Mulheres nuas, a confusão sem fim dos blocos, carro alegórico em chamas, a Luma tentando renascer das cinzas, quatro dias à base de álcool e comida gordurosa, turistas pagando US$ 2 numa latinha de cerveja, o guarda-sol na praia a R$ 5. Pode parecer estranho, mas há muita gente que se diverte num cenário como este. Outros, entretanto, não podem ouvir falar de Carnaval sem sentir um calafrio. Geralmente eles não têm voz, mas os blogs estão aí (também) para isso.
Nada de Carnaval
''É, eu não gosto de Carnaval. Chego a odiar. Meu corpo todo se arrepia só de ouvir a palavra. Pior, só mastigar papel alumínio com a boca cheia de obturações de amálgama. Antes, calma lá, explico a situação: gosto de samba, não desprezo a cultura nacional, adoro festas, sou a favor da alegria geral, não sou nenhum puritano e muito menos desprezo uma boa sacanagem. Sabe, talvez eu já tenha gostado de Carnaval, mas cansei. É muito igual, ano após ano.
Antigamente eu até freqüentava a coisa, entrava na brincadeira, com olhos atentos em busca de uma bela comissão de frente e porta-bandeiras. Eu, de mestre-sala, me enfiava em bailes e até carnavais de rua, simulando a dança, como diz nosso amigo Evandro Daolio, apenas armando o bote. Hoje eu quero mais, corro de confetes e serpentina, salão abarrotado, com gente suando álcool, pulando com os indicadores para cima, cantando Se você fosse sincera, ooooh, Aurora. Ah, fala sério!
Chato de galochas?
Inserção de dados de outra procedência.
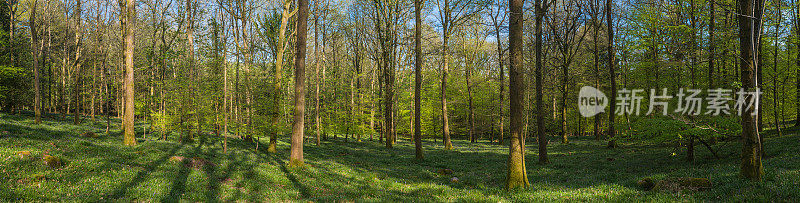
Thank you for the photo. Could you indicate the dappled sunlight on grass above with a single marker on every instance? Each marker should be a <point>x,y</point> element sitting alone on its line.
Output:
<point>99,169</point>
Pode ser, mas é que não entendo, parece que se decreta uma nova lei: a do liberou geral. Já teve estrangeiro me perguntando como era andar pelado nas ruas, sambando e 'traçando' a mulherada, na frente de todos, com camisinhas distribuídas gratuitamente pelo governo. Sim, se faz a maior propaganda pelo mundo que o controle da Aids no carnaval brasileiro é rigoroso e eficiente. Viva o país dos pervertidos! Baseado nisso, tome cuidado ao sair na rua!
E o que dizer do festival de 'celebridades' peladas? Ficam lá, com um sorriso de cera, mostrando suas novas turbinadas, sambando como dinamarquesas, com a flacidez e as estrias disfarçadas pela maquiagem de purpurina (pois na avenida não tem Photoshop), todas brigando por uma câmera, um minuto de fama, um close com o pandeirista, usando coleiras com os nomes dos maridos queridos e traídos, e por aí vai.
Sou da turma do refúgio, prefiro os dias do Carnaval para descansar. Eita, bendito feriado! Vamos fugir deste lugar, baby. O Brasil pára como se fosse dia de jogo da seleção na Copa do Mundo (aliás, o país só costuma funcionar depois do Carnaval). Vou para o mato, me isolo, não quero escutar samba, não quero saber de Mamãe eu quero, pois já tenho onde mamar. Acho um porre ficar sentado na frente da TV, em plena madrugada, arrotando pipoca, vendo com palitinho nos olhos sei lá quantas escolas, uma atrás da outra, com sambas-enredo que se repetem na fórmula, vendo os bailes de salão ou o carnaval de rua, trios elétricos num mar de gente. São iguais o coelhinho da Duracell, não páram de pular um minuto sequer, muitos (nem todos) com sangue no álcool, bêbados, clientes VIP dos ambulatórios das cidades - 'glicose na veia é jóia camarada' -, chamando urubu de meu Louro José. Quero distância da 'folia'. Prefiro descansar e recarregar as energias, isso sim é DEEEZ, NOTA DEEEZ!.''
Postado por Nelson Botter, do Bionicas.